How do you see yourself in ten years’ time?
Ten years from now I would like to be a qualified nurse. I have another four years of study at secondary school and then I would like to take an honours degree in nursing at university. That should take me four years to complete.
Then I would like to do some post-graduate practical training in a hospital, preferably specializing in a particular branch of nursing. As a matter of preference, I would like to specialize in pediatric nursing. By then I should be at the end of the ten-year period.
Having finished training as a nurse, I would then like to obtain a job working overseas as some kind of aid worker. I have not investigated the details of that yet, as such work for me is a long time in the future. There are quite a few organizations, such as the Red Cross, which provide aid to helpless people in disaster areas, war-torn areas and areas where extreme poverty is endemic.
My preference would be to work for an organization the main aim of which is to improve the lives of children. Possible organizations I can think of include Save the Children and UNICEF, both of which specialize in helping children. I am sure there are more.
Like so many other people, I have been appalled by the reports and photographs about the plight of children after disasters such as the Haitian earthquake of January 2010. It is estimated that tens of thousands of children lost their parents then. While their exact number may never be known, many of these orphans were forced to forage for food in the streets of what was already a poor country. The work of aid agencies is absolutely vital in such a situation to prevent more children from dying or leading impoverished, miserable lives.

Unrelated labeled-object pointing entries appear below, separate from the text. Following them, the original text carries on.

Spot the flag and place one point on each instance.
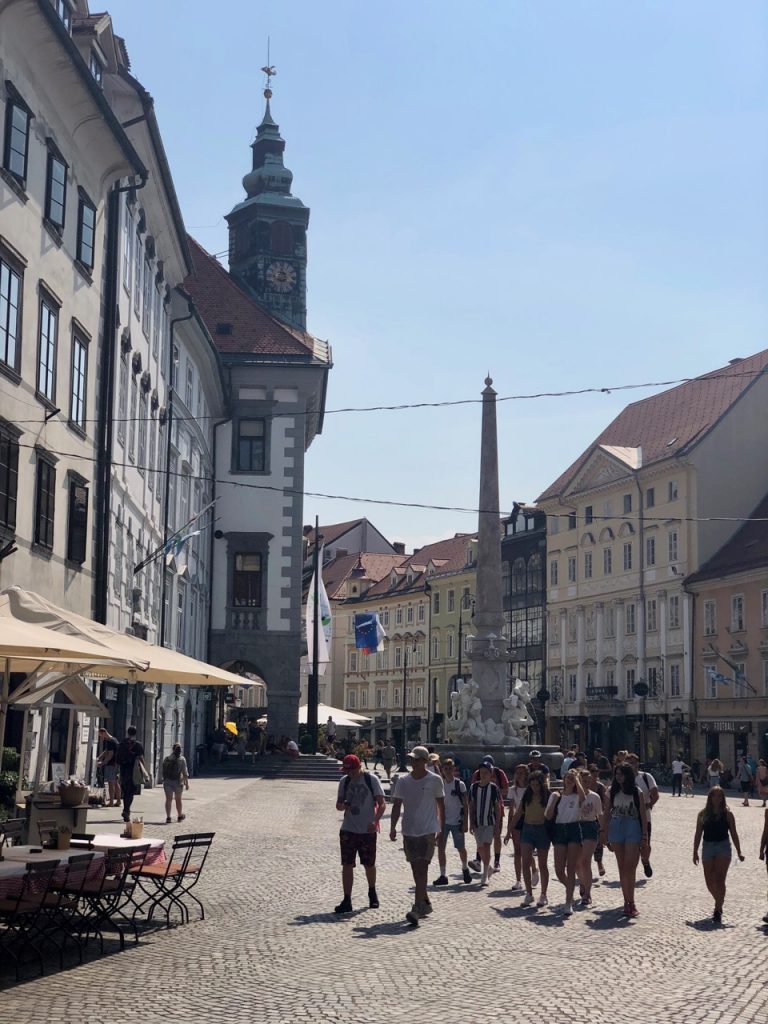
(324, 633)
(369, 633)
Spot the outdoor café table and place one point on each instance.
(109, 841)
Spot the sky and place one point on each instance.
(563, 194)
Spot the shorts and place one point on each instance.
(590, 832)
(570, 832)
(419, 848)
(625, 829)
(455, 832)
(357, 843)
(484, 835)
(722, 848)
(537, 836)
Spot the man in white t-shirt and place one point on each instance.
(649, 792)
(457, 821)
(421, 797)
(361, 799)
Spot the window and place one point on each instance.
(650, 609)
(247, 581)
(607, 561)
(77, 535)
(674, 605)
(79, 381)
(627, 557)
(8, 476)
(675, 680)
(710, 619)
(629, 614)
(650, 551)
(55, 189)
(251, 455)
(45, 494)
(10, 314)
(630, 678)
(46, 372)
(86, 230)
(16, 144)
(737, 613)
(571, 687)
(673, 546)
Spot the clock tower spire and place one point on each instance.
(267, 230)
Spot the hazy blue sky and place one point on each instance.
(564, 194)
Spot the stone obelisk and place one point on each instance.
(488, 652)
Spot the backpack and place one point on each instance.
(172, 768)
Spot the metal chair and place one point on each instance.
(170, 884)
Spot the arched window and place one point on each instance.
(536, 581)
(518, 576)
(281, 239)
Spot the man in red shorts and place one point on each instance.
(361, 799)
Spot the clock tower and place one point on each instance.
(267, 230)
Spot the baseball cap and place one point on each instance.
(419, 754)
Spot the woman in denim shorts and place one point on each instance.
(716, 824)
(626, 827)
(535, 836)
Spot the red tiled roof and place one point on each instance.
(220, 300)
(669, 423)
(747, 549)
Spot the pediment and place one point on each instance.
(601, 468)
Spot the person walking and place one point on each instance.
(130, 759)
(716, 823)
(361, 799)
(647, 786)
(485, 803)
(626, 827)
(421, 796)
(745, 779)
(564, 810)
(516, 792)
(457, 821)
(175, 780)
(108, 763)
(535, 836)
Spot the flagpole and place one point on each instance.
(311, 693)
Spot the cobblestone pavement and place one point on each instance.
(270, 948)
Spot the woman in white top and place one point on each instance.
(565, 810)
(592, 811)
(515, 795)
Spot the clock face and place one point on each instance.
(281, 276)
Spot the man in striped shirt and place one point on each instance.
(484, 811)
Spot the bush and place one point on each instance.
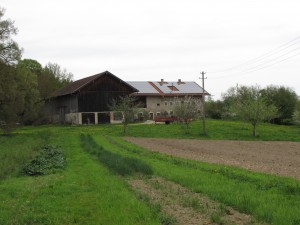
(49, 161)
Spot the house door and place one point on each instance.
(103, 117)
(151, 116)
(62, 113)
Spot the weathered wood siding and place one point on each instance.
(68, 102)
(97, 96)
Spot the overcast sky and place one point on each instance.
(233, 41)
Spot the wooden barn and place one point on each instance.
(87, 101)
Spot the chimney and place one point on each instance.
(161, 82)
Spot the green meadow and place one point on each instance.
(92, 188)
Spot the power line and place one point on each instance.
(254, 70)
(269, 54)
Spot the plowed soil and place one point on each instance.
(281, 158)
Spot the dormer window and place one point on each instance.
(173, 88)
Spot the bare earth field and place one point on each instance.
(281, 158)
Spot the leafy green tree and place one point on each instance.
(32, 65)
(285, 99)
(9, 49)
(250, 105)
(215, 109)
(28, 86)
(186, 110)
(296, 115)
(128, 105)
(52, 78)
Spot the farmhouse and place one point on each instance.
(86, 101)
(160, 96)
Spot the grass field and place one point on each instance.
(93, 189)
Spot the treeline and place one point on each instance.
(24, 83)
(281, 103)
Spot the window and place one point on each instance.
(173, 88)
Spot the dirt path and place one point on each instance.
(281, 158)
(183, 207)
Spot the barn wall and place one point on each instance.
(97, 96)
(61, 109)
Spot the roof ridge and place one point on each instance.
(155, 87)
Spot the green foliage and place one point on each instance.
(50, 160)
(117, 163)
(186, 110)
(128, 105)
(9, 49)
(250, 105)
(84, 193)
(52, 78)
(215, 109)
(15, 152)
(285, 100)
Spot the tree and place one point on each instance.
(52, 78)
(215, 109)
(250, 105)
(28, 86)
(186, 109)
(285, 99)
(9, 49)
(128, 105)
(296, 115)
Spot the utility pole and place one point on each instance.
(203, 103)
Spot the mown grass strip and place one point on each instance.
(84, 193)
(115, 162)
(278, 202)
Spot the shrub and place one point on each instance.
(49, 161)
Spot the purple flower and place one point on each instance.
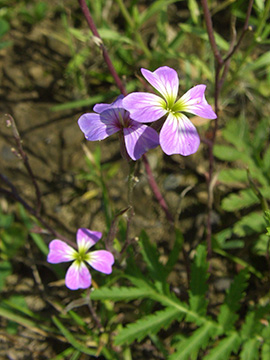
(178, 135)
(78, 275)
(111, 118)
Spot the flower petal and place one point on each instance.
(97, 127)
(59, 252)
(179, 136)
(194, 102)
(165, 80)
(78, 276)
(87, 238)
(99, 108)
(139, 139)
(101, 260)
(144, 107)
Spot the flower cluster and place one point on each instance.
(78, 275)
(126, 115)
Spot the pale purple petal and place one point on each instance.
(144, 107)
(139, 139)
(87, 238)
(78, 276)
(165, 80)
(59, 252)
(97, 127)
(101, 260)
(99, 108)
(194, 102)
(179, 136)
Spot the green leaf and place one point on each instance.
(5, 271)
(147, 325)
(228, 316)
(229, 153)
(250, 224)
(250, 350)
(258, 63)
(198, 285)
(233, 176)
(241, 200)
(120, 293)
(202, 34)
(226, 346)
(196, 341)
(4, 27)
(109, 34)
(265, 351)
(156, 6)
(151, 256)
(174, 254)
(252, 325)
(194, 11)
(71, 339)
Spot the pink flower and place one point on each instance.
(112, 118)
(78, 275)
(178, 135)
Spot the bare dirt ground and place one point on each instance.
(32, 77)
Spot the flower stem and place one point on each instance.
(121, 87)
(107, 59)
(221, 63)
(137, 34)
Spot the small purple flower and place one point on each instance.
(178, 135)
(111, 118)
(78, 275)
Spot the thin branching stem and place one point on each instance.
(13, 194)
(151, 179)
(106, 56)
(222, 67)
(21, 153)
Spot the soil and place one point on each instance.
(33, 80)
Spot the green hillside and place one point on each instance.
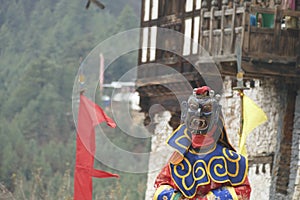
(41, 44)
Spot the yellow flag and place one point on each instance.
(253, 116)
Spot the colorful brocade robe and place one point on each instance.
(218, 173)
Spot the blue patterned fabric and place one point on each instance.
(219, 165)
(222, 194)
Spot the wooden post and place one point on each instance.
(233, 29)
(211, 28)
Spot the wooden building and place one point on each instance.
(258, 39)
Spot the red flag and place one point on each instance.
(90, 114)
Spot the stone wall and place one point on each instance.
(270, 95)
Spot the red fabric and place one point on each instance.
(164, 178)
(199, 140)
(202, 90)
(90, 114)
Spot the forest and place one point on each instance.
(41, 44)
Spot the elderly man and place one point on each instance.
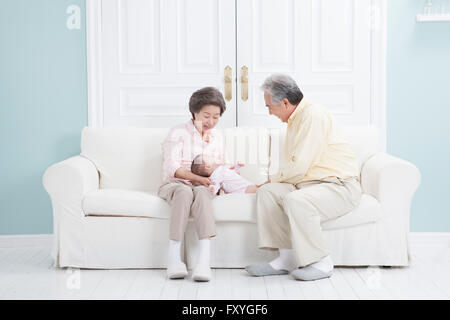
(318, 181)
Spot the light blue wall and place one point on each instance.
(418, 107)
(43, 106)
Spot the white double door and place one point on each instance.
(156, 53)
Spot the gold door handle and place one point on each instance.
(228, 83)
(244, 83)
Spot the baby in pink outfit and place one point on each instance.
(223, 177)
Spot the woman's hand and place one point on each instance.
(237, 167)
(204, 181)
(260, 185)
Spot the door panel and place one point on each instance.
(156, 53)
(323, 44)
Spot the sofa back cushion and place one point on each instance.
(131, 158)
(126, 158)
(364, 141)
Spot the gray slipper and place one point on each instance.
(264, 269)
(310, 273)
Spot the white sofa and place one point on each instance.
(107, 214)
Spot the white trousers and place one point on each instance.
(289, 216)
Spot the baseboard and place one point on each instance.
(45, 240)
(26, 240)
(429, 238)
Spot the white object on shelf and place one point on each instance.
(433, 17)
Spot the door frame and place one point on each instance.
(378, 16)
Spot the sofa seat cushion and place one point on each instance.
(228, 207)
(131, 203)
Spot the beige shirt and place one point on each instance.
(315, 147)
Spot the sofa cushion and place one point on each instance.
(228, 207)
(126, 158)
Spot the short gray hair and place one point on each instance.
(281, 86)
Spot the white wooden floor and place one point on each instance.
(27, 273)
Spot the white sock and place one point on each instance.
(174, 252)
(204, 250)
(285, 261)
(324, 265)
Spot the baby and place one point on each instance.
(223, 177)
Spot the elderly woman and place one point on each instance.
(188, 193)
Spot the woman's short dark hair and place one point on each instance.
(206, 96)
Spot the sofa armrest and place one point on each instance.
(391, 180)
(68, 181)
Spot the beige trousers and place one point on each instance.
(289, 216)
(186, 200)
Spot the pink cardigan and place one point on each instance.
(184, 143)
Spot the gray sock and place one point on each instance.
(310, 273)
(264, 269)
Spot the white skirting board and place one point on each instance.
(45, 240)
(26, 240)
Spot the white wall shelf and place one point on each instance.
(435, 17)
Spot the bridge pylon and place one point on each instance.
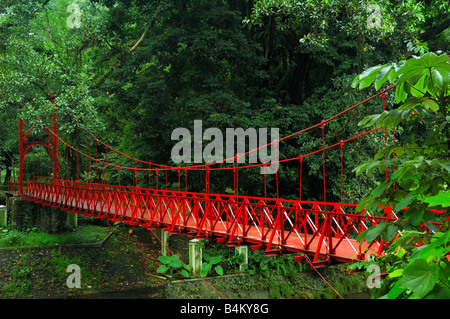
(52, 146)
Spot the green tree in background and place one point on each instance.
(419, 175)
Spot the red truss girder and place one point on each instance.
(319, 229)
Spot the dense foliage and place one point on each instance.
(420, 166)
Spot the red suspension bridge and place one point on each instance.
(323, 231)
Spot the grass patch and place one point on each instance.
(12, 238)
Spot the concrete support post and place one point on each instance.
(243, 251)
(3, 216)
(195, 255)
(164, 242)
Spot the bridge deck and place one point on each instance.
(346, 251)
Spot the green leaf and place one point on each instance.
(375, 231)
(390, 232)
(165, 259)
(162, 269)
(206, 267)
(396, 273)
(219, 270)
(184, 273)
(441, 199)
(215, 260)
(175, 263)
(419, 277)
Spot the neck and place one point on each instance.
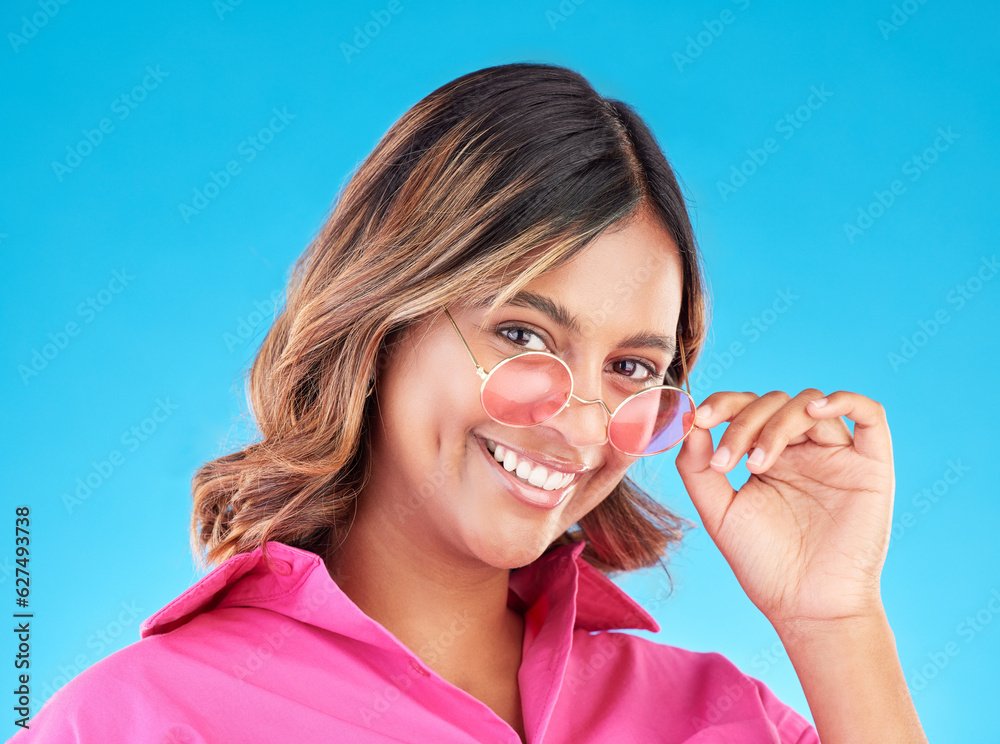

However, that is not the only kind of fate children in such a situation need to be protected from. They also need to be shielded from the efforts of some of the people who try to help them. In many countries of the world there are couples who are desperate to have children, but who are unable, for one reason or another, to give birth to them. After disasters such as the earthquake in Haiti, many adoption agencies tried to collect children and send them overseas to be adopted. The children were then separated from any remaining members of their family and from their culture and way of life. Aid agencies can make efforts to stop this happening ever again.
Yet it is not only in times of natural disaster or war that children need help. In parts of Africa a great many babies die at birth. Many of those children who do not die at birth live only a few months or years. They may be born with AIDS, or they may get a disease that would be treatable elsewhere or avoidable by being given a vaccine. Tragically, many of those who do live may still die of malnutrition. Again, aid agencies can help to prevent this. They can more easily obtain funds and recruit aid workers to provide a better future for these children, although this is an ambitious but extremely difficult programme to undertake.
My response to the plight of such children is not just a sentimental one. I genuinely would like to help them. Of course, we can all make donations of money to support the work of the agencies, according to our means, but I feel the need to offer practical assistance.
I am thinking of taking a gap year between school and university to do some voluntary work overseas with an aid agency, if that is possible. I would then have more of an idea of the kind of work I want to be doing in ten years’ time.